True Colors by Melanie Berg
I was looking through Ravelry this week and this beautiful pattern popped up in my feed somehow… I don’t even remember where or what I was looking at, but I clicked on it immediately. It’s a fairly straight-forward design but what an impact it has! If you’ve got a stash of our Ombre & Gradient Mini-Skeins, cast this on quick! And if you’re not, hop aboard — we planned out the next few month’s colours and I am super excited about the colour direction we’re about to take!
Simple mittens pattern by Anna Radchenko | WoollyWood Design
Interesting texture is the making of so many great knits and I absolutely love the way the stitchwork in these mittens create a modern and yet thoroughly timeless motif. Designed for DK, they’ll keep you interested while you make them and toasty warm once they’re done!
Lyta by Simone Kereit
When it’s cold outside (and it’s cold now here in Pittsburgh!), I find myself reaching for something warm to keep wrapped around my shoulders. Brioche, with its squishy-thick texture is exactly what I need, so this beautiful wrap jumped out at me right away. I love the play of the colours here: warm vs cool, rich vs soft. To create something similar, try our “Frigia” (currently in stock on these bases) and “Honey” (in stock on these).

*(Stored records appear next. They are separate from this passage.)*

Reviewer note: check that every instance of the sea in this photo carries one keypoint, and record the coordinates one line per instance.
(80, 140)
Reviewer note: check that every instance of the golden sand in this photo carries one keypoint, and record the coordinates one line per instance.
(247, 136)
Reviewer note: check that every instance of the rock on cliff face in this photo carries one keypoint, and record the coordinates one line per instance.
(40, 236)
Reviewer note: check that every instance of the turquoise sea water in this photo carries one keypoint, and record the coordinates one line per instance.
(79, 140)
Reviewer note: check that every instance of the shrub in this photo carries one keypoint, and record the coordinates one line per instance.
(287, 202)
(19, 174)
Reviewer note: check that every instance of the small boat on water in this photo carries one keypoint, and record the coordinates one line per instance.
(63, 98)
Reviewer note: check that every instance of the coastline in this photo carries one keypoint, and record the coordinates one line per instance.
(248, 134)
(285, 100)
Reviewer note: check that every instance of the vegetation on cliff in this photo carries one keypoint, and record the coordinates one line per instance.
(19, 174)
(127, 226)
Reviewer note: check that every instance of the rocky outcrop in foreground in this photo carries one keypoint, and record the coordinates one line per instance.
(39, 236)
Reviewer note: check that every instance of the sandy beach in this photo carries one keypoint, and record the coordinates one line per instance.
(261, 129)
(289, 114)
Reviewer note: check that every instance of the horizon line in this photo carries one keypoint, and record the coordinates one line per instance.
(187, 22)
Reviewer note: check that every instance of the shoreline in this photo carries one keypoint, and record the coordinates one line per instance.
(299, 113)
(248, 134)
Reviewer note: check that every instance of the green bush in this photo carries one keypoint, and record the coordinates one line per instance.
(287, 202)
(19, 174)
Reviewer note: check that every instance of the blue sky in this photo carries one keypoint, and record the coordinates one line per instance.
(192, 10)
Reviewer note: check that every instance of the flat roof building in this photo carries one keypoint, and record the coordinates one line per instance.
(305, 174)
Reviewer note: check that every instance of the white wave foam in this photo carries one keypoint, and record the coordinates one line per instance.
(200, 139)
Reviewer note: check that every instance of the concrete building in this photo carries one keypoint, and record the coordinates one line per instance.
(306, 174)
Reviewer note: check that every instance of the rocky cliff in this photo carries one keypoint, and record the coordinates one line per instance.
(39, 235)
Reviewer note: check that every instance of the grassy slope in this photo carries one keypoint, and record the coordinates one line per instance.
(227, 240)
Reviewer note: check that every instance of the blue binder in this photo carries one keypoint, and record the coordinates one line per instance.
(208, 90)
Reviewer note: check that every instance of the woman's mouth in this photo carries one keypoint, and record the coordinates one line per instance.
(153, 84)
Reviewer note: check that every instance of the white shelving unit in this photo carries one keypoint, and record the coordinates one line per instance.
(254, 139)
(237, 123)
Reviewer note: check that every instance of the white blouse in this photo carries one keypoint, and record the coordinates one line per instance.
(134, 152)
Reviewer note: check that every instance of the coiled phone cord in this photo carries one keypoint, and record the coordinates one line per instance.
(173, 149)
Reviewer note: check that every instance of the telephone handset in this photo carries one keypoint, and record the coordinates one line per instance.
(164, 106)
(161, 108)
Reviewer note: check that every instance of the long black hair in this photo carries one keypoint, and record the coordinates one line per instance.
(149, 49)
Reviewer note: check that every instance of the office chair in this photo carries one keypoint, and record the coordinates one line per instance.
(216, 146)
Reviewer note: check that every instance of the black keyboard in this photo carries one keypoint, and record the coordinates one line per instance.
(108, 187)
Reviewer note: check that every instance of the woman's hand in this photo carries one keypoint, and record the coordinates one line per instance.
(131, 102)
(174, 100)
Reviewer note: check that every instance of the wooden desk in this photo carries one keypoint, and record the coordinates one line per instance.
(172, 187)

images © the respective designers, used with permission
Ok, I’d better get my day started and I’m guessing you’d better as well. Today, I have a meeting with the SpaceCadet crew to go over this weekend’s show and all the fun stuff we have planned for the upcoming holidays (so festive and fibery!). I hope you’ve got a fun and busy day planned too. And, until next time, all my best!
3 thoughts on “SpaceCadet Newsletter: In Which My Sister Needs My (Your!) Help”
So, assuming your sister isn’t plus-size (because plus-size wool business clothing is much more challenging to find – heck, plus size business clothing in general is a challenge!), I can think of a few places that sell wool clothing appropriate for business: Ann Taylor, Banana Republic, and (if you’re looking for an actual suit), Brooks Brothers. She would also likely be able to find wool business clothing at Nordstrom and Saks Fifth Ave.
Wool clothing is, of course, more expensive, which is why it’s harder to find. One other thing to remind her of – wool comes in a variety of weights – a tropical weight wool is lovely for a summer day, but not so great if your office tends to get cold. And winter-weight wool is awful in the summer, of course.
One last hint – if she gets wool coordinates (like a jacket and pants), it’s a good idea to always dry clean the items together, so if there is any fading, it is uniform across the pieces.
If you are looking for some very nice exercise and workwear made from wool, check out http://www.icebreaker.com. You can also sometimes find some deals for their products on Amazon.
A quick google brought up Pendleton – the clothes are their site are office appropriate. Part of the problem with buying office appropriate clothing in wool fabrics is the cost of such clothing – both the construction and the base fabric is more expensive than what is usually available and people don’t want to pay the high price (they also want to switch their clothing out more often).